Which TWO of the following statements is/are true?
1. Selling price must increase by 10% and variable cost must decrease by 7% for NPV to be NIL
2. Selling price must decrease by 10% and variable cost must increase by 7% for NPV to be NIL
3. Selling price is more sensitive than variable cost
4. Variable cost is more critical than selling price
5. Both variables must increase by 10% and 7% before NPV becomes NIL

The following scenario relates to questions 11 – 15.

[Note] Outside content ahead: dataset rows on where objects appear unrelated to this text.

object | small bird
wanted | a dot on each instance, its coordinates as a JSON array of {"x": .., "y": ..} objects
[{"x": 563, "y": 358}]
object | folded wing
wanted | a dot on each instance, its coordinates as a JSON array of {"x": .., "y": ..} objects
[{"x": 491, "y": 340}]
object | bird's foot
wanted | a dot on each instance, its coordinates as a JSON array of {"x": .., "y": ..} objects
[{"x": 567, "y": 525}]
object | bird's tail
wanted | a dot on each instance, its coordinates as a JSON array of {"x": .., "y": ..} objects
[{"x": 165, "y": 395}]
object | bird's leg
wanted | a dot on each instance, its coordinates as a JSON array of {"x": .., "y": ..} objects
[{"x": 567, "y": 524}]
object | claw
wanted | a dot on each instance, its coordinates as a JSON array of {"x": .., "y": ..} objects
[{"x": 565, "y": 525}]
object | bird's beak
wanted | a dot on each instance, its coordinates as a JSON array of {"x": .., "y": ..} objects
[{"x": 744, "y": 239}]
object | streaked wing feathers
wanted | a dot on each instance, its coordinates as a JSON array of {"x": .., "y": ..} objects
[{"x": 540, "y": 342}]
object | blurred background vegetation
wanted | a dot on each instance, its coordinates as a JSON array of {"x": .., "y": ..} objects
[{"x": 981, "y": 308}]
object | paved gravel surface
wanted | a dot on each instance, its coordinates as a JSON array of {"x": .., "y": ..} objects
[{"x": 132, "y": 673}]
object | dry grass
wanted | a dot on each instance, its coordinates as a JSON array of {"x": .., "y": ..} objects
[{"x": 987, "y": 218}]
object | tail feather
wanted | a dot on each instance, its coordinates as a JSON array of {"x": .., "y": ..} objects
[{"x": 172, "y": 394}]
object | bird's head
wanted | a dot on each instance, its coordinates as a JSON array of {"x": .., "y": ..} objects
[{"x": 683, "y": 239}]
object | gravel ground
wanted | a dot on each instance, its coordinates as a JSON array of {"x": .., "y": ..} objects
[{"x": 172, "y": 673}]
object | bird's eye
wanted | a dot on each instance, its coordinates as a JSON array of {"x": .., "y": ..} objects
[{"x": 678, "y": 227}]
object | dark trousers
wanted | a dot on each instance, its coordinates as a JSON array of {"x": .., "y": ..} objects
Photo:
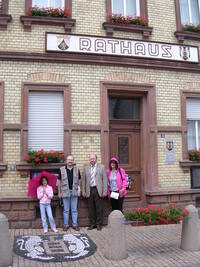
[
  {"x": 95, "y": 205},
  {"x": 117, "y": 204}
]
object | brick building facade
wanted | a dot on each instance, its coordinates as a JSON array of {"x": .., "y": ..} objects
[{"x": 89, "y": 81}]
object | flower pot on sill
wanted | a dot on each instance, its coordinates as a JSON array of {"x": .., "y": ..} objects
[{"x": 137, "y": 223}]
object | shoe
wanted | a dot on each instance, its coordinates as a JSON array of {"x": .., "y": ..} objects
[
  {"x": 65, "y": 228},
  {"x": 76, "y": 228},
  {"x": 91, "y": 227},
  {"x": 99, "y": 227}
]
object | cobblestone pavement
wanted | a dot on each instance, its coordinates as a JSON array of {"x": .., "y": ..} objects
[{"x": 148, "y": 246}]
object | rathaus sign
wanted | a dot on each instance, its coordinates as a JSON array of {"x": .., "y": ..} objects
[{"x": 120, "y": 47}]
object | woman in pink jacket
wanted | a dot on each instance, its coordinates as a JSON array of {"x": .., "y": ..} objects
[
  {"x": 45, "y": 194},
  {"x": 116, "y": 184}
]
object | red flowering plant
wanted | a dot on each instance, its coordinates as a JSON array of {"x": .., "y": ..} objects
[
  {"x": 49, "y": 12},
  {"x": 120, "y": 19},
  {"x": 194, "y": 154},
  {"x": 154, "y": 215},
  {"x": 41, "y": 156},
  {"x": 191, "y": 27}
]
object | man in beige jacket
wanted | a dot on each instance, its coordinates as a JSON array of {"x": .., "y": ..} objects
[{"x": 94, "y": 188}]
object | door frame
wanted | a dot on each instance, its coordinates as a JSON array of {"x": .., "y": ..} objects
[{"x": 149, "y": 157}]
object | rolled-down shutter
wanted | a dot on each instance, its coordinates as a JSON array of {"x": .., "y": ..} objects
[
  {"x": 45, "y": 121},
  {"x": 193, "y": 109}
]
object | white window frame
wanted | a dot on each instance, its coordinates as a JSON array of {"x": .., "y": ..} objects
[
  {"x": 33, "y": 133},
  {"x": 189, "y": 9},
  {"x": 125, "y": 11},
  {"x": 196, "y": 133},
  {"x": 48, "y": 3}
]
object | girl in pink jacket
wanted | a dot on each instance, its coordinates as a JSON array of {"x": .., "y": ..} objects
[
  {"x": 45, "y": 194},
  {"x": 116, "y": 184}
]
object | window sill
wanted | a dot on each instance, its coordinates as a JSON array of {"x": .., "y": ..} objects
[
  {"x": 111, "y": 27},
  {"x": 182, "y": 35},
  {"x": 26, "y": 168},
  {"x": 67, "y": 23},
  {"x": 4, "y": 19},
  {"x": 3, "y": 168},
  {"x": 187, "y": 164}
]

A company sells three products: D, E and F. The market for the products dictates that the numbers of products
sold are always in the ratio of 3D:4E:5F.
D E F
Sales units 300 400 500
Sales price $80 $55 $70
Variable cost to sales ratio 30% 35% 50%
The budgeted total fixed costs for that period were $31,200

Question 11
Calculate for that period the weighted average contribution to sales ratio

A. 38%
B. 78%
C. 40%
D. 60%

Question 12
Calculate for that the period the break-even sales revenue based on assumption of constant sales mix

A. $82,105
B. $40,000
C. $78,000
D. $52,000

Question 13
Calculate for that the period the break-even sales revenue based on profitability ranking criteria.

A. $77,000
B. $62,400
C. $44,571
D. $46,200

Question 14
Calculate the total sales volume that would have needed to be sold if the company had wanted to earn a profit
of $29,520 in that period. (assume constant mix)

A. 3,748
B. 1,200
C. 1,000
D. 1,500

Question 15
Cost volume profit analysis assume the followings, EXCEPT?
1. Fixed costs remain constant in the long term regardless of the level of activity.
2. Variable cost per unit is the same at all level of activity.
3. Inventory level to remain zero.
4. There is negative correlation between selling price and demand.
5. Profit is affected by change in sales volume only.